Friday, September 4, 2009
The Department of Labor has just released the August unemployment figures which, while still bad, is showing some early signs of life--just barely. There were 216,000 job losses in August, pushing the unemployment rate back up to 9.7% (after a wave of people stopped looking for work in July, dropping the rate to 9.4%). According to the New York Times:
Economists had expected 230,000 job losses for the month, and believed the unemployment rate would hit 9.5 percent. The government also revised monthly job losses for July higher, saying the economy had shed 276,000 jobs compared with the 247,000 that had originally been reported. The June number was revised to 463,000 job losses from 443,000. . . .
The slower pace of job losses suggested that the worst recession since the 1930s was losing steam, but the figures offered few hints that employers who had slashed their payrolls to conserve money were ready to hire again. Economists say employers must create 300,000 to 400,000 jobs a month to bring unemployment rates back to pre-recession levels — a difficult hurdle after such a prolonged downturn. . . .
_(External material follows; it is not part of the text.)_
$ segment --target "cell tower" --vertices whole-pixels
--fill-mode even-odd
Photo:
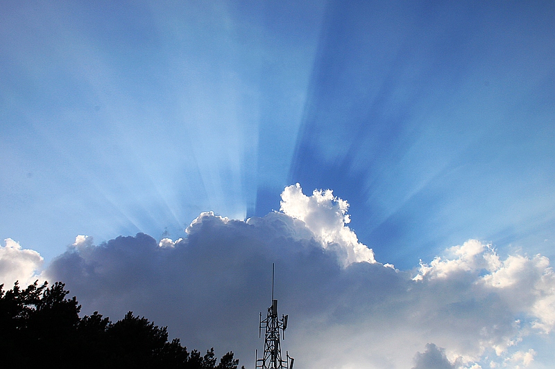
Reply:
[[[283,333],[285,339],[285,330],[287,328],[287,316],[282,315],[278,317],[278,300],[273,298],[273,275],[274,264],[272,263],[272,305],[268,308],[268,315],[262,320],[260,313],[260,325],[258,326],[258,337],[264,328],[264,353],[262,359],[258,359],[258,350],[256,350],[256,361],[255,369],[293,369],[294,359],[285,352],[285,359],[282,359],[282,349],[280,341],[280,331]]]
Average earnings scarcely budged, illustrating the effect of pay freezes and employee furloughs. And record numbers of workers are spending six months or more without a job. . . . But the loss of 216,000 jobs in August, while grim by normal standards, underscored how far the economy had come from its worst days, when an average of 691,000 jobs were lost each month in the first quarter. Economists credited the Obama administration’s $787 billion stimulus plan and other rescue efforts by the Treasury Department and the Federal Reserve with stabilizing the economy and slowing job losses.